Derniers développements : Teng affirme que Virtuals s’est étendu au-delà des agents d’IA axés sur les jeux et construit désormais l’infrastructure pour ce qu’il appelle une « société d’agents ».
- La société a commencé par créer des agents autonomes pour les jeux avant de se développer en crypto-influenceurs, agents commerciaux et autres systèmes logiciels autonomes.
- Virtuals se concentre désormais sur cinq piliers : créer des agents numériques, créer des agents physiques et des robots, permettre la coordination des agents, soutenir la formation de capital et créer des systèmes de gouvernance pour les agents.
- Teng a décrit la vision à long terme comme une « société parallèle » dans laquelle les agents participent à une économie sans permission et collaborent les uns avec les autres à grande échelle.

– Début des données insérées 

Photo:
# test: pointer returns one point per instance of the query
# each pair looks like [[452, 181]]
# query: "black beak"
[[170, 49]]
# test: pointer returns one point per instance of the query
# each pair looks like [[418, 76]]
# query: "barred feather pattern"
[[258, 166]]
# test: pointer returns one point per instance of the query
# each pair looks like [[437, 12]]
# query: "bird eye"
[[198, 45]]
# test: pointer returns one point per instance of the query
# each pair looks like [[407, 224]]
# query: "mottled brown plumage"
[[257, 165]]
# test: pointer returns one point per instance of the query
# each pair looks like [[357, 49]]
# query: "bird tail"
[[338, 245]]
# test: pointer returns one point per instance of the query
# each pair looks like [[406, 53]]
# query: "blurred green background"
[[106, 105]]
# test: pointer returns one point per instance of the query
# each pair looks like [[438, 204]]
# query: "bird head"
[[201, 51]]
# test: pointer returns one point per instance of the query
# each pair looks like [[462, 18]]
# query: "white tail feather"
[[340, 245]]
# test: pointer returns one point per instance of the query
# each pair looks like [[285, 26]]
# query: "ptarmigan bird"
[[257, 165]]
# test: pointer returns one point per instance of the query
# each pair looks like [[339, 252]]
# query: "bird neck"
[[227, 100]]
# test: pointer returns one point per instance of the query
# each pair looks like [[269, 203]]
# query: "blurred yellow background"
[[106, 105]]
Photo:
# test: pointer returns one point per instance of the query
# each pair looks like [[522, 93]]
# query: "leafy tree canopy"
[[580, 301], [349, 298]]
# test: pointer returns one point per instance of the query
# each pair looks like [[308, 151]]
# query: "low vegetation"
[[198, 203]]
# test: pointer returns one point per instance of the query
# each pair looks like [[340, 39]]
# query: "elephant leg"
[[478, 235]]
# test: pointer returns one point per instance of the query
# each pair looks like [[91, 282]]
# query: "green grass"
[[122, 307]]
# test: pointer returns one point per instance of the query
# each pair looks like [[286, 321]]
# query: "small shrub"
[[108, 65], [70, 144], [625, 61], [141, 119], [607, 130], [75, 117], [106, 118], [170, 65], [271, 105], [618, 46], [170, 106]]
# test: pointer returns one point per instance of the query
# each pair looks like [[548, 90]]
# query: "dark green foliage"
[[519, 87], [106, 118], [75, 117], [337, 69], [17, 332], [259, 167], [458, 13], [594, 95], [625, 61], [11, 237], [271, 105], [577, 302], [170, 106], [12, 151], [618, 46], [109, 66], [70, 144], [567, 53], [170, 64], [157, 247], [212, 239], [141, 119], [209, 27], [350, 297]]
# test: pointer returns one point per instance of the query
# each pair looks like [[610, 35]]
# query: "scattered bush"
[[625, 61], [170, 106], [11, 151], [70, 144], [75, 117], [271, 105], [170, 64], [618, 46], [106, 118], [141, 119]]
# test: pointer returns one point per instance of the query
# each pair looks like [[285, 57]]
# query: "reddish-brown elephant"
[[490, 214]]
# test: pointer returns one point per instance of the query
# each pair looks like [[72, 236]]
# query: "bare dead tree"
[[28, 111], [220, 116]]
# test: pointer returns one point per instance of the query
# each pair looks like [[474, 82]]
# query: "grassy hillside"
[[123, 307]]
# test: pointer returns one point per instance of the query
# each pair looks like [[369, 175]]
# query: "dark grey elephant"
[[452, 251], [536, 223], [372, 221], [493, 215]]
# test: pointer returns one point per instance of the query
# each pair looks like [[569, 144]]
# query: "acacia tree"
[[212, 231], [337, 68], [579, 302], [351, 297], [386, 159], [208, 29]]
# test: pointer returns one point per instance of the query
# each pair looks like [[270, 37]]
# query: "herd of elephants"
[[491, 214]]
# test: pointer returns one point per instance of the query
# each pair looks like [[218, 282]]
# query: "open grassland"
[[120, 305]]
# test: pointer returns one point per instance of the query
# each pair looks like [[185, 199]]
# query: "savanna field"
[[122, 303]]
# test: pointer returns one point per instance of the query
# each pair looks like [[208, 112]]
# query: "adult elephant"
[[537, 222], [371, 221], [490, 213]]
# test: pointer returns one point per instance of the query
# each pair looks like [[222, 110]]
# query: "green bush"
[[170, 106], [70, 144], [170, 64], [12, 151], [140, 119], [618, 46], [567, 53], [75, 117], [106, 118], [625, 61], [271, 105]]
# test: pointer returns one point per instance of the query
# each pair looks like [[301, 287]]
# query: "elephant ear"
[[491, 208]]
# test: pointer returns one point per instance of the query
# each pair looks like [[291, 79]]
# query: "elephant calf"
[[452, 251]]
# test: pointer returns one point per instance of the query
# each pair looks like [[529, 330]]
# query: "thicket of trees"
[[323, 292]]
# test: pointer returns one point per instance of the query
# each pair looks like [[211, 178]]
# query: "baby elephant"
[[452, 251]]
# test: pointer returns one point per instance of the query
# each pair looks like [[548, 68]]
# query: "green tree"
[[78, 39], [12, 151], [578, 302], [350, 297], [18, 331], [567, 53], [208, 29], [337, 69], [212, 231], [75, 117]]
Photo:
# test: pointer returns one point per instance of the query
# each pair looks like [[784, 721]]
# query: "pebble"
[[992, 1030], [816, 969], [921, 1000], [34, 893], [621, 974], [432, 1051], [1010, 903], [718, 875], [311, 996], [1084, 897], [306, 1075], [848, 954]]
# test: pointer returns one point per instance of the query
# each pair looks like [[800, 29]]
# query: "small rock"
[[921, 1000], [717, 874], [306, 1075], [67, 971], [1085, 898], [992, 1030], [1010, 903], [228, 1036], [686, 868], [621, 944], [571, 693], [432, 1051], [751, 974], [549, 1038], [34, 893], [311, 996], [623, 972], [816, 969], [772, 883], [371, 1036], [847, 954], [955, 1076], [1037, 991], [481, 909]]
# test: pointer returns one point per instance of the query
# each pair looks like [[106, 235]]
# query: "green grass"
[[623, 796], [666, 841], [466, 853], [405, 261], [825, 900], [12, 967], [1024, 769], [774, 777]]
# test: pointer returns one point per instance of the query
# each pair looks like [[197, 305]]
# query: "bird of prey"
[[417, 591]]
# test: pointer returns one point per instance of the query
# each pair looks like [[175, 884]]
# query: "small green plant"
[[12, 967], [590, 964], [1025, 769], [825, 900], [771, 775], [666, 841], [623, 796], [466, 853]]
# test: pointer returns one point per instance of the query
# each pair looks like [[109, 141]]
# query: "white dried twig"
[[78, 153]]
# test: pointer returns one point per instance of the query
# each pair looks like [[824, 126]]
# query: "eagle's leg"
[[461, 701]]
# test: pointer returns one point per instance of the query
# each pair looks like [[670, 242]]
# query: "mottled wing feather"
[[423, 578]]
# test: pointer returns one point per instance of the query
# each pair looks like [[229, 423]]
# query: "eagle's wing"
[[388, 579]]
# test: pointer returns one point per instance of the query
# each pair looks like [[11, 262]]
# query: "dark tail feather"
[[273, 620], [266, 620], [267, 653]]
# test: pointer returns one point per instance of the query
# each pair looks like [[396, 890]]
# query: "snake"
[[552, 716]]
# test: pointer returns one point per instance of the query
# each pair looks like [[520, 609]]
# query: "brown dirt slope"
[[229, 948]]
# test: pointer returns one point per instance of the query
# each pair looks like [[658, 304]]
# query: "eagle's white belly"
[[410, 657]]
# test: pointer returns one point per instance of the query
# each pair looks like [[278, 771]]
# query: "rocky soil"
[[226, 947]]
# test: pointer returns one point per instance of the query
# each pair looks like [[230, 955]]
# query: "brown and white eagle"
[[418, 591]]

Ce que cela signifie : L’entreprise estime que les agents IA géreront de plus en plus l’activité économique sans surveillance humaine constante.
- Teng a déclaré que la vision de Virtuals se concentre sur des agents capables de contrôler les portefeuilles, d’échanger entre eux et d’effectuer des tâches spécialisées.
- Il a fait valoir que donner aux agents l’accès à l’argent ouvre la voie à de nouveaux comportements, notamment l’embauche d’autres agents, la coordination du travail et potentiellement l’emploi d’humains.
- L’entreprise qualifie ces systèmes d’« acteurs économiques autonomes », capables de poursuivre des objectifs avec une indépendance croissante par rapport à leurs créateurs.
La complication : L’autonomie des agents crée de nouveaux risques liés aux erreurs, à la fraude et à la responsabilité.
- Teng a identifié trois points d’échec majeurs : l’intention incorrecte de l’utilisateur, les échecs dans l’exécution du service et les escroqueries pures et simples.
- Virtuals travaille sur des mécanismes comprenant des systèmes de vérification d’intention, des normes de transaction basées sur le dépôt et des cadres de réputation conçus pour réduire le risque économique.
- Teng a fait valoir que les systèmes de réputation et les mécanismes de mise en jeu économique pourraient éventuellement déterminer le niveau de confiance et de capital qu’un agent est autorisé à gérer.